It is this issue that drew innovators to try to figure out how to identify and respond to security incidents faster. The first challenge is being able to wade through the incessant and overwhelming noise of alerts and reduce them to a small trickle of real problems that can be clearly defined and addressed quickly.
Over the past several years, numerous startup companies were established to address this gap in analytics and visibility of real issues in the sea of alerts. Security analytics solutions were initially designed to perform one or more of three primary types of security-focused analytics: User and Entity Behavior Analytics (UEBA), Anomaly Detection, and Predictive Analytics. Since their inception, much of these analytics have merged, leaving only a thin line between a combined UEBA/Anomaly Detection and Predictive Analytics.

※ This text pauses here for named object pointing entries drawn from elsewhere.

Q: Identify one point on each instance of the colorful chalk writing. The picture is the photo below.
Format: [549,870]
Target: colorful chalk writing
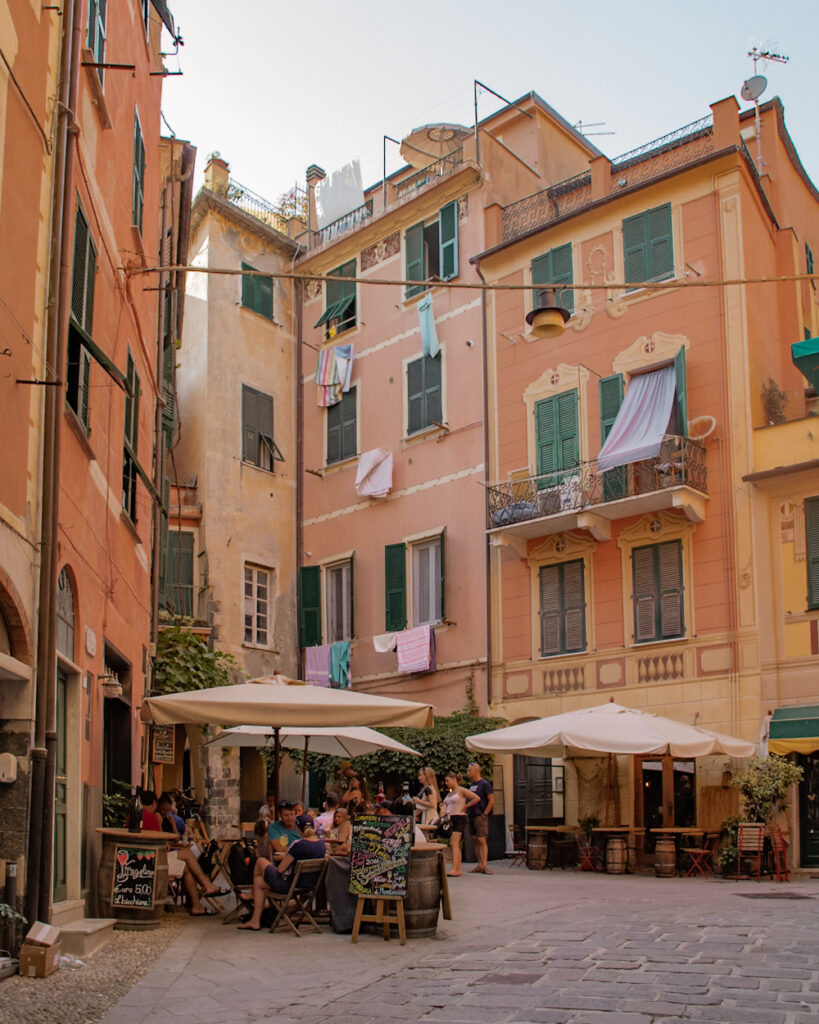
[380,855]
[134,877]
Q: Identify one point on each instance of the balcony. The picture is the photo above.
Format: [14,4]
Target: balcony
[586,498]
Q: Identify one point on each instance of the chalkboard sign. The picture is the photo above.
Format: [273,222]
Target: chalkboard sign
[380,855]
[163,744]
[134,877]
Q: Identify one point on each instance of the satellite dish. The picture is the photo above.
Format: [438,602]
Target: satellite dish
[753,88]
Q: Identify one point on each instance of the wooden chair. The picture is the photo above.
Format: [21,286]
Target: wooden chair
[749,842]
[298,900]
[587,853]
[700,856]
[519,853]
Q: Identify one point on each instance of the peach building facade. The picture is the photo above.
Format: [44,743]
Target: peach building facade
[381,563]
[649,583]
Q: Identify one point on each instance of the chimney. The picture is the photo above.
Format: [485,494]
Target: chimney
[314,174]
[217,174]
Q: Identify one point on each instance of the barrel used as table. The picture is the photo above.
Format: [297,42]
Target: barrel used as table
[665,857]
[616,855]
[537,851]
[132,881]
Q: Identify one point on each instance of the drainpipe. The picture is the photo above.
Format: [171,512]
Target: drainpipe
[487,555]
[39,868]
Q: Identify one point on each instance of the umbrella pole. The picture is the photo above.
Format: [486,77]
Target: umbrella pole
[304,771]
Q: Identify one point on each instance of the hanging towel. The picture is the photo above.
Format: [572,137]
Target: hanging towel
[316,665]
[385,642]
[427,322]
[417,649]
[340,665]
[375,473]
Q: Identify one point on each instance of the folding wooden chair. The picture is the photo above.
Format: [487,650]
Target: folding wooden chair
[299,899]
[587,853]
[750,839]
[519,854]
[700,856]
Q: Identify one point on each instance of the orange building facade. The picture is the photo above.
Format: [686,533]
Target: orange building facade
[640,582]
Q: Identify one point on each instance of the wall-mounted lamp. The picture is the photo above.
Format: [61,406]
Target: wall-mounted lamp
[548,320]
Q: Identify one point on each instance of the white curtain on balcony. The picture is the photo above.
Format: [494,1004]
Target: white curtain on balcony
[642,421]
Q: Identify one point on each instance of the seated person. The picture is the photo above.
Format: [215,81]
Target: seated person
[170,819]
[324,821]
[267,810]
[341,834]
[151,820]
[284,832]
[269,878]
[264,847]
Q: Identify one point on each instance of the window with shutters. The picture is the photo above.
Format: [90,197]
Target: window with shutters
[562,608]
[340,307]
[648,246]
[424,394]
[427,562]
[657,594]
[258,446]
[78,364]
[554,267]
[338,600]
[342,428]
[95,37]
[258,601]
[257,293]
[812,549]
[178,580]
[556,437]
[138,175]
[131,439]
[431,250]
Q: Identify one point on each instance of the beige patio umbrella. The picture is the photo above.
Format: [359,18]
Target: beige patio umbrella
[276,701]
[349,741]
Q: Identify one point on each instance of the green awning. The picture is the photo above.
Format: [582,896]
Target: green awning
[806,358]
[794,730]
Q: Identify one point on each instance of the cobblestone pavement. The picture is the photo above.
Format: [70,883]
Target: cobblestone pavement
[524,946]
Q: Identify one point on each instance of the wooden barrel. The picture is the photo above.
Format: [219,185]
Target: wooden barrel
[128,918]
[665,858]
[537,851]
[616,854]
[423,894]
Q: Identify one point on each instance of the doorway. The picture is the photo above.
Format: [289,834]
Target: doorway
[669,793]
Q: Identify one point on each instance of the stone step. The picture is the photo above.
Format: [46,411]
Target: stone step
[82,938]
[67,910]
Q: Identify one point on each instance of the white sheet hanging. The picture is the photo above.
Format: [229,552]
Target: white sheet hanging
[642,421]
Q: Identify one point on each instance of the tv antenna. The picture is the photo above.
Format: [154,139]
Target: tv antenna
[755,86]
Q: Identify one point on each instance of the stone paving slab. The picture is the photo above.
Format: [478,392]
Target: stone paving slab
[525,947]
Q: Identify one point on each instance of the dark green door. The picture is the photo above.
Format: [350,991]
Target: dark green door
[60,782]
[809,810]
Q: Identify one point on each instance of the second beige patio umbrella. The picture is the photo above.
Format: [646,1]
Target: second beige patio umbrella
[276,701]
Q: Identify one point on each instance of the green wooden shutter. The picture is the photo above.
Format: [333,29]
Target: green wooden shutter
[395,587]
[551,610]
[447,244]
[561,273]
[635,250]
[414,247]
[645,595]
[573,605]
[670,574]
[682,393]
[812,549]
[310,610]
[660,246]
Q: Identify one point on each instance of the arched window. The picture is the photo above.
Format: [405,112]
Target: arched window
[65,614]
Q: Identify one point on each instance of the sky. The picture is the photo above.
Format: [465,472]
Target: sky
[274,86]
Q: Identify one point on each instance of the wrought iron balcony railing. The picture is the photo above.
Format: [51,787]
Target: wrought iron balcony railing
[681,463]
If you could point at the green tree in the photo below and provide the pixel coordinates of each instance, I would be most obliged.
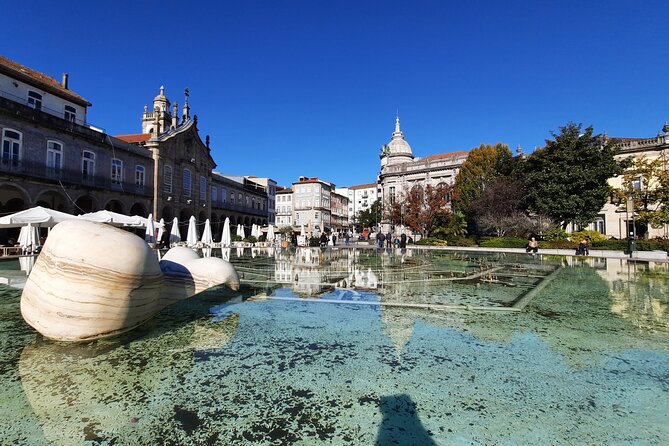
(567, 180)
(483, 165)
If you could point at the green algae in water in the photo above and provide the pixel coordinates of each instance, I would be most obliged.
(585, 363)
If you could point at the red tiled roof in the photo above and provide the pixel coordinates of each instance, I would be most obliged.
(38, 79)
(135, 137)
(363, 186)
(445, 155)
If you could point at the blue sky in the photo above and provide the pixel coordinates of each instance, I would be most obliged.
(312, 87)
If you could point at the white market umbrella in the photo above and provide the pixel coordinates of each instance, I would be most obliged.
(225, 235)
(150, 233)
(175, 236)
(207, 238)
(40, 216)
(161, 229)
(29, 238)
(191, 235)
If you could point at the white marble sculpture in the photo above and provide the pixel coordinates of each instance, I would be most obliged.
(93, 280)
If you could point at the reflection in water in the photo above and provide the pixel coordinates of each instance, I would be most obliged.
(401, 425)
(585, 360)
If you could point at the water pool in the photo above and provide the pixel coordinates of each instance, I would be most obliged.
(328, 347)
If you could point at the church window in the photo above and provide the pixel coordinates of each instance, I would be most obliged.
(70, 113)
(35, 100)
(187, 183)
(117, 171)
(167, 179)
(11, 146)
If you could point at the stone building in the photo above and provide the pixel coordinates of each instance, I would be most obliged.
(400, 170)
(51, 156)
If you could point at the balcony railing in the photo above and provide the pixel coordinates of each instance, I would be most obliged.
(40, 171)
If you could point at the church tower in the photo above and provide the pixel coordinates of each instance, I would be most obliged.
(159, 119)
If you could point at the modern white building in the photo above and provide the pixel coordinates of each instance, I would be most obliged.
(360, 198)
(400, 170)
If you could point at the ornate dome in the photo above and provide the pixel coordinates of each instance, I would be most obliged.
(398, 146)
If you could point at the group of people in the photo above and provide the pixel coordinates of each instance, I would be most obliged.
(387, 240)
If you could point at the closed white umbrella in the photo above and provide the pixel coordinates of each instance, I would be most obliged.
(207, 238)
(161, 229)
(225, 254)
(225, 236)
(150, 233)
(175, 235)
(29, 238)
(191, 235)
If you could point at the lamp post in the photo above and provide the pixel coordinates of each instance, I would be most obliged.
(631, 234)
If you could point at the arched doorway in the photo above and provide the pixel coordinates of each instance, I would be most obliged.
(139, 209)
(85, 204)
(52, 200)
(115, 206)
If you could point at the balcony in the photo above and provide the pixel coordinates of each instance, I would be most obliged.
(40, 171)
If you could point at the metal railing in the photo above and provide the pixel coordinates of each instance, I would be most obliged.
(39, 170)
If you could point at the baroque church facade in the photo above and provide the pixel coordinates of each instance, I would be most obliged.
(53, 157)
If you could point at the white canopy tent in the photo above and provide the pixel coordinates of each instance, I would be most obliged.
(38, 216)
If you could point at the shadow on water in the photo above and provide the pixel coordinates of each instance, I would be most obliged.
(401, 425)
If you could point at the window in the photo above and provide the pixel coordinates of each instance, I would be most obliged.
(203, 188)
(117, 171)
(87, 165)
(70, 113)
(187, 183)
(35, 100)
(11, 146)
(140, 175)
(54, 156)
(167, 179)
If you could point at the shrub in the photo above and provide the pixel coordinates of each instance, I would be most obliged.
(554, 234)
(431, 241)
(504, 242)
(587, 234)
(461, 241)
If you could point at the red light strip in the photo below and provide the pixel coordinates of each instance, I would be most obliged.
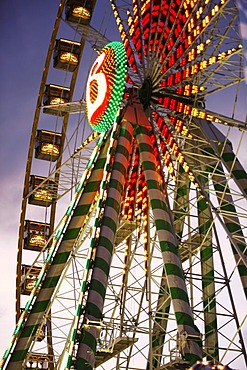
(186, 73)
(124, 37)
(170, 140)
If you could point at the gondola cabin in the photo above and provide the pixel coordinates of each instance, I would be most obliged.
(42, 194)
(29, 278)
(47, 145)
(37, 361)
(41, 330)
(53, 96)
(79, 11)
(66, 55)
(36, 235)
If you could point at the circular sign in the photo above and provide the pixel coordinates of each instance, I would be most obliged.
(105, 86)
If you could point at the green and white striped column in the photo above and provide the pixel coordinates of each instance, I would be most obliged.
(191, 350)
(99, 280)
(229, 214)
(58, 263)
(160, 323)
(180, 206)
(207, 267)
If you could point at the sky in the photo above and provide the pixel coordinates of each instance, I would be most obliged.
(25, 34)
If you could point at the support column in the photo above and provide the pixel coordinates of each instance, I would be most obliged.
(191, 346)
(96, 294)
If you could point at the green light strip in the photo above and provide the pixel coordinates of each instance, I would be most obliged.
(118, 86)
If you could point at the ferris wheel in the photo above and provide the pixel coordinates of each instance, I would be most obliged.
(132, 246)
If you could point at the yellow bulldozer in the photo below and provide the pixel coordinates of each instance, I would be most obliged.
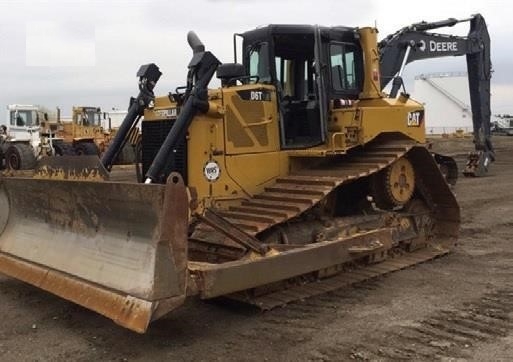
(85, 132)
(295, 177)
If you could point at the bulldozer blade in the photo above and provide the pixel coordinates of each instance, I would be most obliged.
(84, 167)
(119, 249)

This report, which is part one of a two-part series, delves into the platforms, solutions, and products supplying log-based security analytics to security practitioners for the express purpose of providing them with fewer actionable alerts without the tuning side effects that can filter out alerts on actual threat activity. The report evaluates vendors across five major categories supported by over 100 KPIs. EMA evaluated, scored, and ranked each vendor under the same documented criteria. Each participating vendor has a profile that outlines the solution, including its strengths and weaknesses, in comparison to the other vendors evaluated. It also documents key decision-making factors important to the buying process and ultimately depicts the vendors’ relationship to each other based on value vs. functionality.
Part two will follow the same methodology, but will focus on security analytics solutions that primarily rely on network-based data for analysis.